DeFazio expects timber payment phaseout
Congress is likely to phase out payments offsetting lost timber revenue in Oregon counties, U.S. Rep. Peter DeFazio said Friday. On another topic, DeFazio told The Associated Press in an interview that West Coast commercial salmon fishermen are facing a financial disaster that he compared to the effects of Hurricane Katrina.
PORTLAND, Ore. -- Congress is likely to phase out payments offsetting lost timber revenue in Oregon counties, U.S. Rep. Peter DeFazio said Friday.
On another topic, DeFazio told The Associated Press in an interview that West Coast commercial salmon fishermen are facing a financial disaster that he compared to the effects of Hurricane Katrina.
The Oregon Democrat said relief in both cases was slow in arriving.
As a result, on the West Coast, some fishermen have already lost their boats, their means of livelihood, he said.
Last month, Congress approved $425 million for a one-year extension of payments to rural counties hurt by federal logging cutbacks. A fellow Oregon Democrat, Sen. Ron Wyden, had supported a Senate plan to extend the program through 2011.
But DeFazio said the $5 billion Senate plan would have phased out the existing payment progam to counties and schools and created a new program at twice the cost. The Senate plan would have benefited other Western states that are less dependent on timber revenue, partly in exchange for Republican backing, DeFazio said.
The tradeoff was not worth it, DeFazio said, adding "there are a few senators who want to rip off the Treasury for their states and establish a new program that far exceeds ours for counties that haven't been hurt by a change in federal policy" to restrict logging.
"I'm willing to concede at this point that Sen. Wyden's proposal to phase it out is probably the way we're going to have to go," DeFazio said. "Until he proposed that, I wasn't willing to go there. But I think now that's become generally accepted."

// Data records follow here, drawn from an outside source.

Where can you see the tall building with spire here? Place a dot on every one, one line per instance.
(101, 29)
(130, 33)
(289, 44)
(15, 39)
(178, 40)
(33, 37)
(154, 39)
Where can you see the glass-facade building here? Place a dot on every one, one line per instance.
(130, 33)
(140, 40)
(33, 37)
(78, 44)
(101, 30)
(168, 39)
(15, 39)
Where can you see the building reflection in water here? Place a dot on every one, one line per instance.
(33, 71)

Commercial fishermen, meanwhile, suffered losses last year estimated at about $16 million when the federal government cut back the salmon harvest about 90 percent to protect chinook returning to the Klamath River in Northern California. The cutbacks affected fishermen from Cape Falcon on the northern Oregon coast to Point Sur near Monterey, Calif.
DeFazio said the congressional delegation had to resort to cornering Commerce Secretary Carlos Gutierrez outside a hearing to convince the Bush administration to declare a disaster -- and then the administration was slow to fund relief.
It took a shift to a Democratic majority in the House to get money for fishermen approved, with the first of about $60 million in federal relief checks expected to go out in about six weeks, DeFazio said.
"In terms of the responsiveness of the administration and the willingness to help on a timely basis, for fishing families it would be as much of a disaster as the loss of a home and/or livelihood for people hit by Katrina," DeFazio said.
Much of the problem could be fixed, he said, by restoring the health of the Klamath River Basin, including dam removal, investment in public land cleanup and possibly increasing the amount of cold water from the Trinity River in Northern California flowing into the Klamath, rather than diverting it south to the Sacramento Valley in California.
On other topics, DeFazio -- who chairs a transportation subcommittee -- said the nation needs a comprehensive transportation plan. The last major plan was the interstate highway system fostered by the Eisenhower administration in the late 1950s.
He urged development of alternative energy, including wind power, technology to capture wave energy from the ocean along the Oregon coast, and so-called pyrolytic gasification of biomass -- an extremely efficient way of burning forest or crop waste.
DeFazio said such development could also lead to other benefits, such as the possibility of creating tar from pyrolytic burners that could be used to make asphalt, which is increasingly in short supply because of high oil prices and rising demand, especially in China.
"If we can be squeezing some asphalt stuff out of dead trees, that would be good," DeFazio said.
He praised Democratic Gov. Ted Kulongoski for his plan to expand renewable energy sources to provide at least 25 percent of the state's power by 2025.
"We're really in an incredibly unique place here with the wave energy, the wind energy, the potential for biomass, hydroelectric -- to be a very, very cost-effective world leader on renewables," DeFazio said.
As for his political plans, DeFazio did not rule out a run for governor in 2010 when Kulongoski's second term ends.
DeFazio announced in April he would not challenge Republican Sen. Gordon Smith next year, despite polls he said indicated he was the strongest potential Democratic candidate.